Bikers in the buff to protest demise of bike lane in NYC Orthodox Jewish neighborhood

By Verena Dobnik, AP
Friday, December 18, 2009

Bikers in the buff to protest NY bike lane removal

NEW YORK — Bicyclists planning a Saturday protest are calling it their “Freedom Ride” — free of clothing, that is. And they may be pedaling naked in a fierce snowstorm, if the forecast holds.

The removal of clothing is meant as a protest over the removal of a bike lane in Williamsburg, an Orthodox Jewish neighborhood in Brooklyn.

The activists want to go topless in front of Hasidic residents who “can’t handle scantily clad women” on wheels, bike messenger Heather Loop told a local newspaper earlier this week.

The newspaper, The Brooklyn Paper, suggested the scantily clad protesters might roll into the neighborhood at sundown Saturday — just as families leave synagogue services on the Sabbath.

Bicycling advocates claim Mayor Michael Bloomberg erased the bike lane because conservative residents don’t like seeing women in skimpy clothing riding by every day.

Members of the Satmar branch of Judaism “don’t want to see women in shorts,” says Baruch Herzfeld, who runs a bike-sharing program in a community where Jewish women wear hefty skirts and blouses with long sleeves and men heavy coats and hats, even in summer.

“The rabbis want to keep their people in the 18th century, and they don’t want the world to intrude into their enclave,” says Herzfeld.

Not entirely true, says Leo Moskowitz, a resident with five children.

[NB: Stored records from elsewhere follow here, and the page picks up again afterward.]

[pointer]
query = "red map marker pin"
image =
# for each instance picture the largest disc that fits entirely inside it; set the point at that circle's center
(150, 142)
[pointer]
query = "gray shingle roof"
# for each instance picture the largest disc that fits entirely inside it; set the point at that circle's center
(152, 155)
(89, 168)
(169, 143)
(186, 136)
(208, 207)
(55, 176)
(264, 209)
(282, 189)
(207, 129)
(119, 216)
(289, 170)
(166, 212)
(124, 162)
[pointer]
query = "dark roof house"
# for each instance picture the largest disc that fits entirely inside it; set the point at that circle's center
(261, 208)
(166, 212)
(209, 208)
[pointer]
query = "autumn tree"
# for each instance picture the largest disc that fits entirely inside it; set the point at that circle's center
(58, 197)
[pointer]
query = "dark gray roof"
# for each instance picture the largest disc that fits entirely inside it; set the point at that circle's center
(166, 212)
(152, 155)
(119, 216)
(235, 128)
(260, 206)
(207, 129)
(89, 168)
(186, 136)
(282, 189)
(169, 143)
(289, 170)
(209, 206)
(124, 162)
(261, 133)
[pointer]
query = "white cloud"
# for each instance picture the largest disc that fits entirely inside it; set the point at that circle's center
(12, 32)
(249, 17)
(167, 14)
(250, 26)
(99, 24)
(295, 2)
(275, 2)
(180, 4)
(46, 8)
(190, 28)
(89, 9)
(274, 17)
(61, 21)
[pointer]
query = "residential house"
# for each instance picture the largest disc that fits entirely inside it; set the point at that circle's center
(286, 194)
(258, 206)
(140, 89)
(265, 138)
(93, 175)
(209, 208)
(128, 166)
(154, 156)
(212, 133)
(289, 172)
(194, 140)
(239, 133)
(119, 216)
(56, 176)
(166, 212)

He insists the main issue is safety.

“Kids can be knocked over because school buses are not allowed to stop in the bike lane — it’s dangerous,” says Moskowitz, a salesman at a telecommunications company who acknowledges that he feels “very uncomfortable” seeing women bare their legs in public.

The bike lane battle is pitting Hasids against hipsters and, in some cases, Jew against Jew.

Those who say safety is the main reason for doing away with the lane “are lying,” says Herzfeld, who was born a Satmar but says certain practices should be abolished.

“The mayor made a deal with religious fanatics trying to enforce old traditions that don’t belong in the 21st century,” he said.

Marc LaVorgna, a Bloomberg spokesman, says the city always consults members of a community when making changes that affect them. In this case, he said, city officials want riders to use a much safer lane nearby that he called “the Cadillac of bike paths” — a two-way path separated from car traffic. That bike lane also drew the wrath of some Satmars last year, but it stayed.

The now-vanished bike lane, on Bedford Avenue, has been the subject of two recent protests.

On Sunday, activists staged a “funeral procession” for the departed path.

Two weeks ago, under the watchful eye of police, they painted back the stripe. City workers scraped it off and two bikers were charged with criminal mischief and defacing the street.

The organizers of Saturday’s naked ride have been keeping a low profile.

Since she spoke to The Brooklyn Paper earlier this week, Loop has been mum. She didn’t return a call to her cell phone or answer a Facebook message.

The participants in the ride do not have the support of Transportation Alternatives, a major cycling advocacy group.

“A ride with people in provocative undress doesn’t make Bedford any safer, and it undermines efforts to bring the neighborhood together to solve the problem,” says Wiley Norvell, a group spokesman.

The biggest challenge for the topless riders, however, might not be the law — it’s legal to go topless in New York in public — but the weather: Forecasters are predicting as much as 10 inches of snow and brisk winds.